Er war ein Pazifist, der in der Nazizeit den Wehrdienst verweigerte und wie durch ein Wunder überlebt hat. Ein Vorbild, dem ich auch dies gleichgetan habe.

BärnerBär: Hatten Ihre Eltern keine Bedenken, ob Sie mit dem Singen Ihren Lebensunterhalt verdienen können?

Wecker: Nie! Mein Vater hat mich sogar angespornt, als er mich im Gefängnis besuchte, weil ich als 18-Jähriger zum ersten Mal in meinem Leben verhaftet worden war.

Ich hatte aus Dummheit Geld aus dem Tresor eines Rennbahnbesitzers geklaut. Er sagte zu mir: «Konstantin, du weisst doch, zwischen Künstler und Verbrecher gibt es nur einen kleinen Unterschied. So wie es aussieht, taugst du nicht zum Verbrecher. Ich würde dir raten, den künstlerischen Weg einzuschlagen.»

BärnerBär: Wie passt es zusammen, dass Sie 1972 bis 1974, als Sie gerade Ihre ersten LPs veröffentlichten, in Sexfilmen wie «Krankenschwestern-Report» und «Unterm Dirndl wird gejodelt» mitwirkten?

Wecker: Es war die Chance, auf angenehmere Art Geld zu verdienen als in meiner Studentenzeit, in der ich Möbel schleppte.

Ausserdem dachte ich erst noch, dass ich für einen ganz normalen Film engagiert würde.

Erst als ich im Vertrag las, der Künstler hätte nichts dagegen, sich nackt zu zeigen, war mir klar, um welche Art von Filmen es sich handelte, doch es störte mich nicht. Wir taten ja nur so als ob und drehten keine Pornos.

BärnerBär: Drei Jahre später schrieben Sie Ihre legendäre antifaschistische Ballade «Willy». Was inspirierte Sie?

Wecker: Mein Freund Günther und ich wurden in Schwabing von Neonazis blöd angemacht, worauf er sich kurz mit ihnen anlegte.

Dann mussten wir abhauen. Während ich in einem Café Zuflucht fand, lief er weiter, ehe sie ihn festhielten und mit einem Messer im Gesicht verletzten. Zum Glück kam er nicht ums Leben.

Konstantin Wecker Aussenaufnahme sitzend
Zeit hat Konstantin Wecker nur zu Hause in München und in seinem Haus in der Toskana. - Joel Heyd

BärnerBär: Nun singen Sie es live nicht mehr, weil Sie sich die Interpretation ohne eigenes Klavierspiel nicht vorstellen können?

Wecker: Leider, aber dafür werde ich im Programm «Lieder meines Lebens», mit dem ich in die Schweiz komme, sicher «Die Weisse Rose» singen, das eine ähnliche Aussage hat.

Kennst du die Musik von Konstantin Wecker?

Schliesslich müssen wir etwas gegen Rechtsradikale tun und nicht immer daran denken, ob wir damit auch siegen werden.
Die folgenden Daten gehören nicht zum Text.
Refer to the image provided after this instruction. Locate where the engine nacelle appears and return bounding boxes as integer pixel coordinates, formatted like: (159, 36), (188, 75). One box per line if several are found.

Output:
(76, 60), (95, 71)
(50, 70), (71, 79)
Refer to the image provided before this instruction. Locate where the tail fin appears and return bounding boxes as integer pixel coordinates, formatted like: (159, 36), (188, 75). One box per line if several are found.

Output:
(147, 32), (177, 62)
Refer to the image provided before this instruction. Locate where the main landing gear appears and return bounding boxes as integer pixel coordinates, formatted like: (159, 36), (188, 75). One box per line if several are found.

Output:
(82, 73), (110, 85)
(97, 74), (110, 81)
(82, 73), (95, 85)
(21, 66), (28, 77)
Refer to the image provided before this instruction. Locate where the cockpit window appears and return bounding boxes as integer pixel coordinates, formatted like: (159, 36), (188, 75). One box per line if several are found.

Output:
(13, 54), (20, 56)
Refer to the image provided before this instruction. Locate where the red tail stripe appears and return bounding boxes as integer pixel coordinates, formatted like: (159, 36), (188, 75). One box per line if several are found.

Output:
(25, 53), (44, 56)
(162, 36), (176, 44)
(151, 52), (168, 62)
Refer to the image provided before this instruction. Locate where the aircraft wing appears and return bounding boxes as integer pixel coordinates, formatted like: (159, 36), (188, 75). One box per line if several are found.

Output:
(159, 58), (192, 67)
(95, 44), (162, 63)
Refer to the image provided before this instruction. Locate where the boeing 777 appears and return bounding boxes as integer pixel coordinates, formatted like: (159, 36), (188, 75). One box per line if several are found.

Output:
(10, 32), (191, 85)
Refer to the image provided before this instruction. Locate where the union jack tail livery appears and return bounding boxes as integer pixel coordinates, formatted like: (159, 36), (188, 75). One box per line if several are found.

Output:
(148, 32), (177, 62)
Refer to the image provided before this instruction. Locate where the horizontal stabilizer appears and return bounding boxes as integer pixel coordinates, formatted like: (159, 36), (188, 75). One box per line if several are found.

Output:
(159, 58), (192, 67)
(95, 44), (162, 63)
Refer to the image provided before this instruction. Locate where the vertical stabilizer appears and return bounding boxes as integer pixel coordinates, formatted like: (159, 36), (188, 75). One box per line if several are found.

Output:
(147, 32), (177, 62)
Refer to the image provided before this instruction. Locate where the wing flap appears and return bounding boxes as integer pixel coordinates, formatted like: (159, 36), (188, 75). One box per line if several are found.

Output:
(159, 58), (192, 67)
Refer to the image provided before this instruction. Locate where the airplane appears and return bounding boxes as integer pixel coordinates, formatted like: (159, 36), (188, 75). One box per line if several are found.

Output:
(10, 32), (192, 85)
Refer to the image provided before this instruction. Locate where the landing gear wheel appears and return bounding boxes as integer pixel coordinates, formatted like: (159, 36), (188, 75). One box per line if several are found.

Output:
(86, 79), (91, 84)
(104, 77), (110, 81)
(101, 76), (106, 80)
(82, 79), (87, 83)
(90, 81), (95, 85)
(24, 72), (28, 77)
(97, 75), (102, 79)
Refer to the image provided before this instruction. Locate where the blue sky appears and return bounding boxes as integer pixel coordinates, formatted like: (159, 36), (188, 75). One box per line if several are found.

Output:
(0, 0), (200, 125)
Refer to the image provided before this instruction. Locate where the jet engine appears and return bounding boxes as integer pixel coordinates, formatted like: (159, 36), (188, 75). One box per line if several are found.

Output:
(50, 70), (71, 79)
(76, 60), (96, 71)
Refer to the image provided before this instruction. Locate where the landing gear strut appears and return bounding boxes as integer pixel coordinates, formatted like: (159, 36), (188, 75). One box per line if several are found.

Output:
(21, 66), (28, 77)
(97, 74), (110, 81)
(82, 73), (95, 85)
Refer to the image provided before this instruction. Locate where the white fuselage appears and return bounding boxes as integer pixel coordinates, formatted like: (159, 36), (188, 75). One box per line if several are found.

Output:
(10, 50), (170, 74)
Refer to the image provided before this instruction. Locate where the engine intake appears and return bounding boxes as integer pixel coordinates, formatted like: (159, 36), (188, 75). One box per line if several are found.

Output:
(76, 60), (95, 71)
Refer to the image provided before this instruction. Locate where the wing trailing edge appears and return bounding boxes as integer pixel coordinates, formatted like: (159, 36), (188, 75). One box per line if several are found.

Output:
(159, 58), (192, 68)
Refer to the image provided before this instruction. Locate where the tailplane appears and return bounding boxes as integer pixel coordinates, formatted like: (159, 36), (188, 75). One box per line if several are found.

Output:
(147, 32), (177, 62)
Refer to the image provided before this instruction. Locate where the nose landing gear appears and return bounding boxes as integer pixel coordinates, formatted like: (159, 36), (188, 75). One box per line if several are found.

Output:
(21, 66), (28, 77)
BärnerBär: Haben Sie einen Bezug zu Zürich und Bern?

Wecker: Ich habe mich schon unheimlich oft in Zürich aufgehalten und fand es immer eine spannende Stadt. In Bern war ich bereits als sehr junger Mann. Ich glaube, dort gab ich mein erstes Konzert in der Schweiz.

Die meisten Städte kenne ich vor allem aus der Konzertperspektive, erinnere mich gut an die Säle, in denen ich aufgetreten bin, doch bleibt zwischen An- und Abreise kaum freie Zeit. Die habe ich fast nur zu Hause in München und in meinem Haus in der Toskana.